I am dealing with a database (2.5 GB) having some tables only 40 row to some having 9 million rows data.
when I am doing any query for large table it takes more time.
I want results in less time
small query on table which have 90 rows only–>
hive> select count(*) from cidade;
Time taken: 50.172 seconds
hdfs-site.xml
<configuration>
<property>
<name>dfs.replication</name>
<value>3</value>
<description>Default block replication.
The actual number of replications can be specified when the file is created.
The default is used if replication is not specified in create time.
</description>
</property>
<property>
<name>dfs.block.size</name>
<value>131072</value>
<description>Default block replication.
The actual number of replications can be specified when the file is created.
The default is used if replication is not specified in create time.
</description>
</property>
</configuration>
does these setting affects performance of hive?
dfs.replication=3
dfs.block.size=131072
can i set it from hive prompt as
hive>set dfs.replication=5
Is this value remains for a perticular session only ?
or Is it better to change it in .xml file ?

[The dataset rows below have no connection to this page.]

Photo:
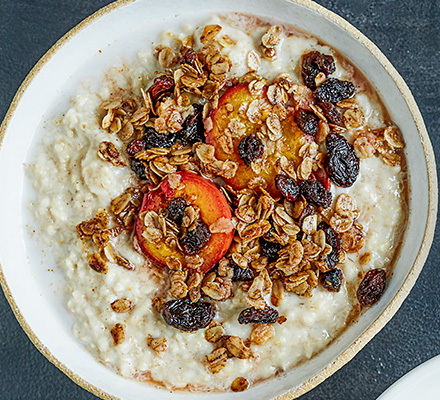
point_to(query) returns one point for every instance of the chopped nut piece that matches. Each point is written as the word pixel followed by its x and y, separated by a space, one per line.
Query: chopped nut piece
pixel 210 32
pixel 239 384
pixel 108 152
pixel 118 333
pixel 122 305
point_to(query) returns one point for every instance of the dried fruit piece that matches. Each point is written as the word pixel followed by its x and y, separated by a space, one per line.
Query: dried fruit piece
pixel 372 287
pixel 257 316
pixel 312 64
pixel 153 138
pixel 288 187
pixel 332 280
pixel 250 148
pixel 196 239
pixel 161 85
pixel 239 384
pixel 342 165
pixel 332 113
pixel 307 121
pixel 333 90
pixel 188 316
pixel 122 305
pixel 176 209
pixel 334 240
pixel 315 193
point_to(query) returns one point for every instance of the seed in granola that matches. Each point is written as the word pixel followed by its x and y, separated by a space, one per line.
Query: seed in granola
pixel 334 240
pixel 193 130
pixel 188 56
pixel 161 86
pixel 287 186
pixel 135 146
pixel 315 193
pixel 195 240
pixel 268 315
pixel 332 113
pixel 176 209
pixel 372 287
pixel 250 148
pixel 188 316
pixel 333 90
pixel 217 360
pixel 122 305
pixel 307 121
pixel 270 250
pixel 138 168
pixel 153 138
pixel 342 165
pixel 239 384
pixel 312 64
pixel 332 280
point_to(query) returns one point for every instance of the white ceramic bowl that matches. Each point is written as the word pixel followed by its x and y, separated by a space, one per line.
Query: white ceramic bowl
pixel 120 30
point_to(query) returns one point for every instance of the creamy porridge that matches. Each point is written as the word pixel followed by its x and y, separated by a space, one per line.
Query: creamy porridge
pixel 274 258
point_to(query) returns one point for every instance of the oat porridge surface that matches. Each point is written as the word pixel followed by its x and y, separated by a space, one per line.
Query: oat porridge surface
pixel 113 292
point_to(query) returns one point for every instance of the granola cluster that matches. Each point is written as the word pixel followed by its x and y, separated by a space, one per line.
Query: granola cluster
pixel 275 147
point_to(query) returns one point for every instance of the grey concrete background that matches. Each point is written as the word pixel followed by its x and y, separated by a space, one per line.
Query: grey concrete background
pixel 408 32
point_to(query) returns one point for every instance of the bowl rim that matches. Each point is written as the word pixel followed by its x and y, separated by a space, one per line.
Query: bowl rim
pixel 401 294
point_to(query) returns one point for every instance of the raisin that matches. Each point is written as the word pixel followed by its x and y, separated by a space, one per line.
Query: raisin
pixel 256 316
pixel 193 129
pixel 342 164
pixel 308 210
pixel 250 148
pixel 156 139
pixel 135 146
pixel 333 90
pixel 307 121
pixel 270 250
pixel 138 168
pixel 176 209
pixel 188 316
pixel 287 186
pixel 312 64
pixel 332 280
pixel 161 86
pixel 332 113
pixel 372 287
pixel 241 274
pixel 189 56
pixel 334 240
pixel 316 193
pixel 195 240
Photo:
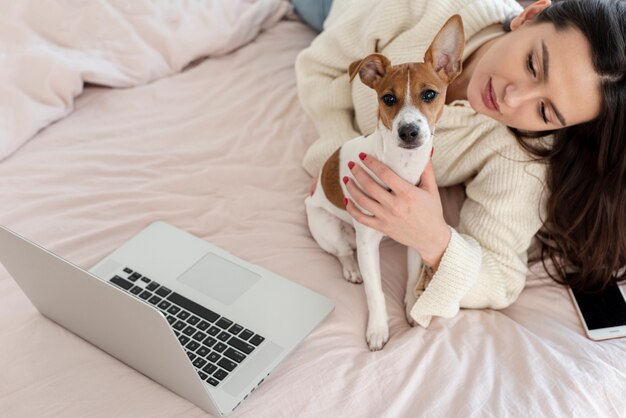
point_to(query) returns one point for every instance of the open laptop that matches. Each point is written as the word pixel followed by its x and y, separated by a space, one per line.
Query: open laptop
pixel 191 316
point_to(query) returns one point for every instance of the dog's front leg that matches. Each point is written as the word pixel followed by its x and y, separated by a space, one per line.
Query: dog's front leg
pixel 368 243
pixel 414 264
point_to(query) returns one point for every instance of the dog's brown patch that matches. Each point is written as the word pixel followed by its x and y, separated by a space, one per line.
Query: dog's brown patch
pixel 331 182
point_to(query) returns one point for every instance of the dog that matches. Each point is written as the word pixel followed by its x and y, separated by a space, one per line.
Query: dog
pixel 411 99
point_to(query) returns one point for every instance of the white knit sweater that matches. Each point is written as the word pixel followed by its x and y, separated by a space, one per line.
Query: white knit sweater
pixel 485 263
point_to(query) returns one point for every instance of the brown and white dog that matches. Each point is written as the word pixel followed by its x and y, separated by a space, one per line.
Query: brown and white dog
pixel 411 99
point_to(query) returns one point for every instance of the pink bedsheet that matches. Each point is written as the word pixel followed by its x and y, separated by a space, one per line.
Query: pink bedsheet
pixel 216 150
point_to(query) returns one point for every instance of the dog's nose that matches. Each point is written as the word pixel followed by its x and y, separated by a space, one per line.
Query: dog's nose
pixel 409 132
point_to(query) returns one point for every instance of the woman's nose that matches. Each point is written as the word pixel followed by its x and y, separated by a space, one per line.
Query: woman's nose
pixel 516 95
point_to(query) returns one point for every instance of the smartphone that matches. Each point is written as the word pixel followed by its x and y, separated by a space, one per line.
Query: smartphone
pixel 602 314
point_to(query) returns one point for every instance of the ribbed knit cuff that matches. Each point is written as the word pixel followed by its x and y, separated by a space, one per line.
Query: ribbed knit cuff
pixel 458 271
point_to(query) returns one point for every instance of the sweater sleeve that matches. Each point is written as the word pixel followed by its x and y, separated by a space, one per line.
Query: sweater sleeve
pixel 485 263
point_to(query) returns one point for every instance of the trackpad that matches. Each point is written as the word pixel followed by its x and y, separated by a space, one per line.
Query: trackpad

The important thing is that
select count(*)will cause hive start a map reduce job.You may think this is very fast like mysql query.
But even a simplest map reduce job in hadoop, the total time is consist of submit to job tracker, assign task to task tracker and etc. So the total time at lease several ten secs.
try
select count(*)on a big table. The time will not increase to much.So, you need understand hive and hadoop deal big data.